In her new Home Cooked: Essential Recipes For a New Way to Cook (10 Speed Press, April 2016), Anya Fernald offers a middle ground between slow-cooked, high quality foods and fast but flavorless cooking. Her suggestion is simple, yet genius: put in time creating quality base ingredients and preserve them, and then when time is short on a weeknight you’ve got flavor-packed ingredients that are ready for use immediately.
Take, for instance, her sofritto: there’s nothing to it but olive oil, onions, carrots, and celery, and I couldn’t even begin to count the number of times I’ve made this to start a soup. I usually rush it, cooking it hot just to get it done, and the flavor is never as good as it could be. Her innovation is to cook it ahead of time and freeze it in ice cube trays for ready-to-go flavor later on.
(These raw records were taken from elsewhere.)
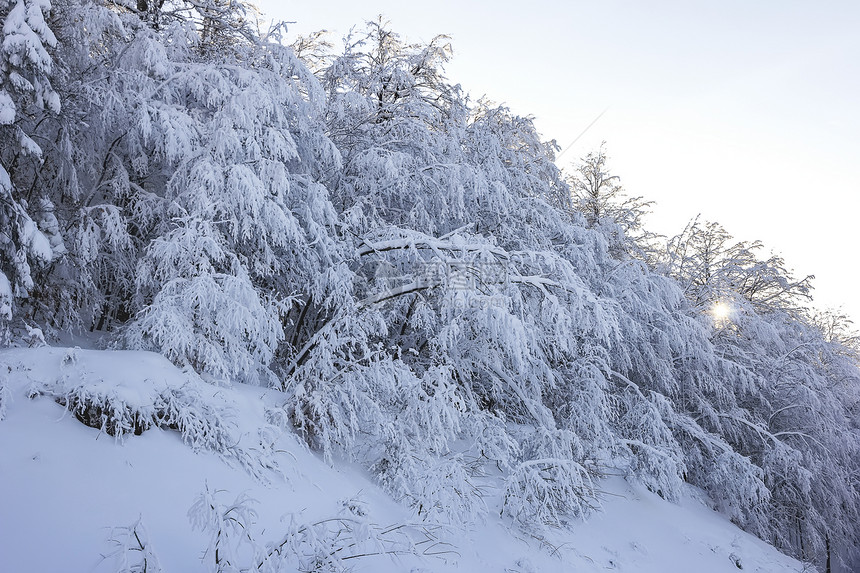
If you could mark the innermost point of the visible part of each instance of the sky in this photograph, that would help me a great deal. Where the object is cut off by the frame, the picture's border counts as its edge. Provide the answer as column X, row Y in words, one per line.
column 745, row 113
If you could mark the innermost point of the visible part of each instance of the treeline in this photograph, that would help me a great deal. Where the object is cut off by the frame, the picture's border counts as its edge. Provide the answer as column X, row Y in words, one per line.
column 433, row 295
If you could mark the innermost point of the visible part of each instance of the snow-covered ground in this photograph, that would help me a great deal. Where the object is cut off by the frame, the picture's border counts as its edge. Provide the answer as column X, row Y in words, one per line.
column 70, row 494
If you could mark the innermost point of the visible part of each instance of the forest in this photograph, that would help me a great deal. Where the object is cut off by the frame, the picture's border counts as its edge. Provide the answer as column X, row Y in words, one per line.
column 434, row 296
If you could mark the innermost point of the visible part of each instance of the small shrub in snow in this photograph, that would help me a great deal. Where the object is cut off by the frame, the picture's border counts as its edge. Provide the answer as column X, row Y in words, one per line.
column 547, row 491
column 326, row 545
column 134, row 552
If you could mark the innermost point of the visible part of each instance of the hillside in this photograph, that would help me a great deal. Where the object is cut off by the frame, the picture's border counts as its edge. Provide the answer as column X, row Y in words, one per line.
column 290, row 243
column 69, row 494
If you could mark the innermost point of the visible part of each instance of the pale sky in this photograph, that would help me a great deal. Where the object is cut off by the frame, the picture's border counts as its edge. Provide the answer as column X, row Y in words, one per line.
column 746, row 112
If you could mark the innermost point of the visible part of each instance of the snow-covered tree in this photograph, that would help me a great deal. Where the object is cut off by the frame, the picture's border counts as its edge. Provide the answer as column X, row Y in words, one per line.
column 29, row 234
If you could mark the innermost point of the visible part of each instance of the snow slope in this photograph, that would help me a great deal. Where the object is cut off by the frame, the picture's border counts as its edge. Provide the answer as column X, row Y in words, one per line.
column 68, row 494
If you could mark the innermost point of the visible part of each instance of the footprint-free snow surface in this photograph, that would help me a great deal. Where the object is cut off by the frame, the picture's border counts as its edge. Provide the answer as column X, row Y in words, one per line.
column 201, row 477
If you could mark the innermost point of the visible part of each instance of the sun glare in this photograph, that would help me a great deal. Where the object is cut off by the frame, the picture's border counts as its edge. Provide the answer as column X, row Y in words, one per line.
column 721, row 311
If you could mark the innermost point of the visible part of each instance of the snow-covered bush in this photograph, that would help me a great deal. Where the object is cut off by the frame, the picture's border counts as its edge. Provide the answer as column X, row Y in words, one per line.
column 133, row 552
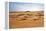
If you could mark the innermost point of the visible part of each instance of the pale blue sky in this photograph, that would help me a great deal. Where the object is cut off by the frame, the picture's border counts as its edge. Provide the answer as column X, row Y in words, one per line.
column 13, row 6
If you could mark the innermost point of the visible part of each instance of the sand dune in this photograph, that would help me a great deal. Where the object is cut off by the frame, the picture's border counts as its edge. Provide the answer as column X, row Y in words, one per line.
column 26, row 19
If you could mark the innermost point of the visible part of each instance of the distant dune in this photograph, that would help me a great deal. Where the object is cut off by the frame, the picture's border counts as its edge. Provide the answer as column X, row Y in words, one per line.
column 26, row 19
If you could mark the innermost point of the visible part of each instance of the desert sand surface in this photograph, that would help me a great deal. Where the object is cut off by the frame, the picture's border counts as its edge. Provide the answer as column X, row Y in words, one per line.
column 26, row 19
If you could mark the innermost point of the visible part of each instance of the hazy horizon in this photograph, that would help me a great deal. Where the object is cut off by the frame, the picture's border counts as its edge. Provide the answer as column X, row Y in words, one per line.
column 17, row 6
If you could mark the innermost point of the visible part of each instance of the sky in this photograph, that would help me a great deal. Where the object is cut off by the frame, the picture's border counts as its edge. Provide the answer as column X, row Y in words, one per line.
column 22, row 6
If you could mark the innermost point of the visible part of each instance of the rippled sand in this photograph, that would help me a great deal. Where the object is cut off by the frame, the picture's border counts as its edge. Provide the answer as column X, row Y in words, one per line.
column 26, row 19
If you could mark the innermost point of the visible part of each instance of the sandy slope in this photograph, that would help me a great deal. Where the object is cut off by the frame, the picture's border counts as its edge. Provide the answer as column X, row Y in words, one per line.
column 26, row 19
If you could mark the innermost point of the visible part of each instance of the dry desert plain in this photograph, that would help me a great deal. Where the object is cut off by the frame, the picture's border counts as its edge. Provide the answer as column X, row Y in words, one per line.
column 26, row 19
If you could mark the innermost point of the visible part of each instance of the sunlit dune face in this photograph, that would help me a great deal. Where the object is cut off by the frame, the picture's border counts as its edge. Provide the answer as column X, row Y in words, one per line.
column 26, row 19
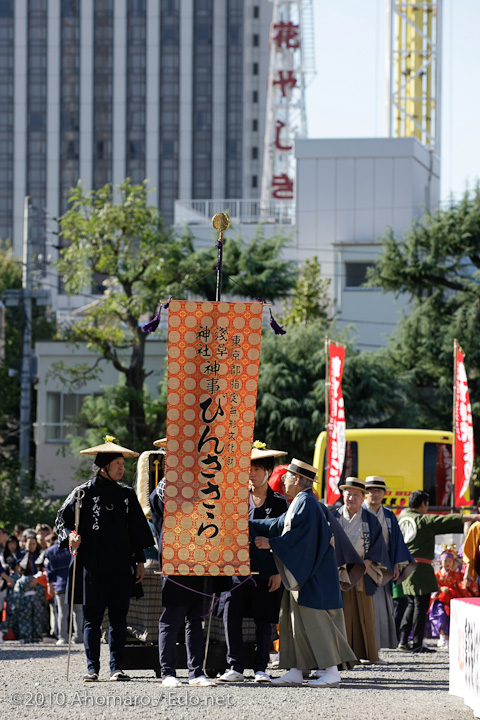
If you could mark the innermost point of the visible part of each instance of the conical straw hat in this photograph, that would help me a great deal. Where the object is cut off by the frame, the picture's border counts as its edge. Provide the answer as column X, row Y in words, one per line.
column 109, row 447
column 259, row 451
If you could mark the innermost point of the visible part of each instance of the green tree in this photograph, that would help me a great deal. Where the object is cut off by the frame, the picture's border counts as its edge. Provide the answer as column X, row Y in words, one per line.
column 124, row 240
column 310, row 299
column 437, row 264
column 254, row 269
column 291, row 389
The first portion of the book is devoted to such recipes for base ingredients, and then the rest of the book is divided up into appetizers/cocktails, meals, and desserts that utilize these base ingredients. Interspersed throughout are her various thoughts on cooking as well as stunning photography.
If there’s anything that turned me off about the book, it was the many recipes that I personally found rather unappealing (fried chicken hearts? raw beef?). I imagine it’s mostly because I’m vegetarian, but my omnivorous wife had much the same reaction as me.
That being said, there are plenty of other interesting recipes in the book that are appealing. I normally link to both the physical copy and a digital copy of the book, but in this case just do yourself a favor and pick up a hardback copy of the book from Amazon for $17.50. Not only is the Kindle Edition actually more expensive, but the hardback is worth it. It’s well-bound and sturdy, and quite aesthetically pleasing.
DISCLAIMER: I received a copy of this book from the publisher for the purpose of a fair, unbiased review.